In dissent, Judge Seeherman maintained that the single definition of "verde" from a 2004 Spanish dictionary is not an adequate basis on which to conclude that "verde" has an ecological or environmental meaning. She particularly noted that two later dictionaries (2006 and 2007) submitted by Applicant, as well as a 2010 online definition, do not include any such meaning for "verde." At the least, this raises a doubt about the mere descriptiveness of VERDE, a doubt the must be resolved in Applicant's favor.

As to the Rule 2.61(b) refusal to register, Judge Seeherman agreed that Applicant should have answered the questions. However, she considered the adverse inference to be a sufficient penalty for Applicant's failure to provide information. Since Judge Seeherman viewed the PTO's evidence inadequate to establish the Section 2(e)(1) bar, she would not refuse registration on the Rule 2.61(b) ground alone.

TTABlog comment: The majority's evidence was pretty weak, don't you think? Oh well, if you are interested in the latest FTC Green Guides (Guides for the Use of Environmental Marketing Claims), take a gander at Lara Pearson's post here.

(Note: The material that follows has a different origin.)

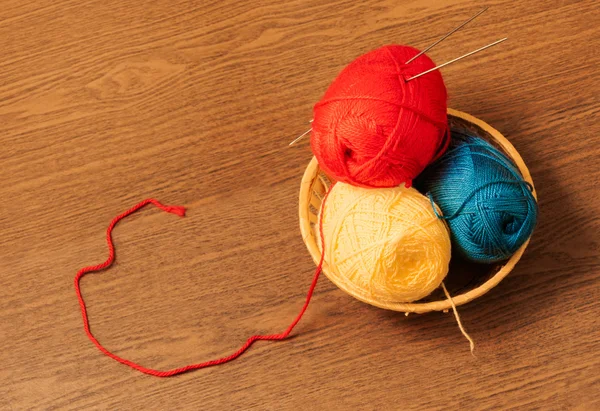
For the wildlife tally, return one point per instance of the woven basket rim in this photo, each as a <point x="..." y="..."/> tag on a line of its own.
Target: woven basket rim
<point x="308" y="179"/>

Text Copyright John L. Welch 2012.

5 Comments:

At 7:24 AM, Anonymous Miriam Richter, Esq. said...

This case brings up an interesting point. While the evidence may have been thin that VERDE has the same connotation with Spanish speakers as GREEN does with people who speak English, what about the connotation of VERDE with English speakers?

I do not speak Spanish but even so, I know that VERDE means green. I order salsa verde at a Mexican restaurant and I am always hoping that my lawn will be more verdant! My immediate impression of the mark was that it was for eco-friendly power of some sort!

 
At 11:19 AM, Anonymous Alex B. said...

My immediate impression was that maybe the power supply is a green color. I know "green" these days seems to connote environmentally friendly more than the actual green color, but what if the power supply was really just a green color, or the mark served to connote both characteristics?

I probably have to agree with J. Seeherman that the evidence is somewhat speculative.

 
At 11:14 PM, Blogger Alberto Soler said...

Explain the issue of the first question not to reveal trade secret. Does Trade Secret information overrides trademark laws when determining if the mark should register. In other words; can one invoke trade secret on information that goes directly in determining if the mark can registration and still register the mark without providing the information? Thank You

 
At 11:20 PM, Blogger Alberto Soler said...

On trade secret; Can a applicant refuse revealing information by invoking trade secret exception-when the information not revealed goes directly in determining if the mark can be approved for publication?

 
At 6:44 AM, Blogger John L. Welch said...

I think if it's a trade secret and you choose not to reveal the information, then the PTO can refuse registration for failure to comply with the request for information, and can also issue a descriptiveness or deceptive misdescriptivess refusal, or both.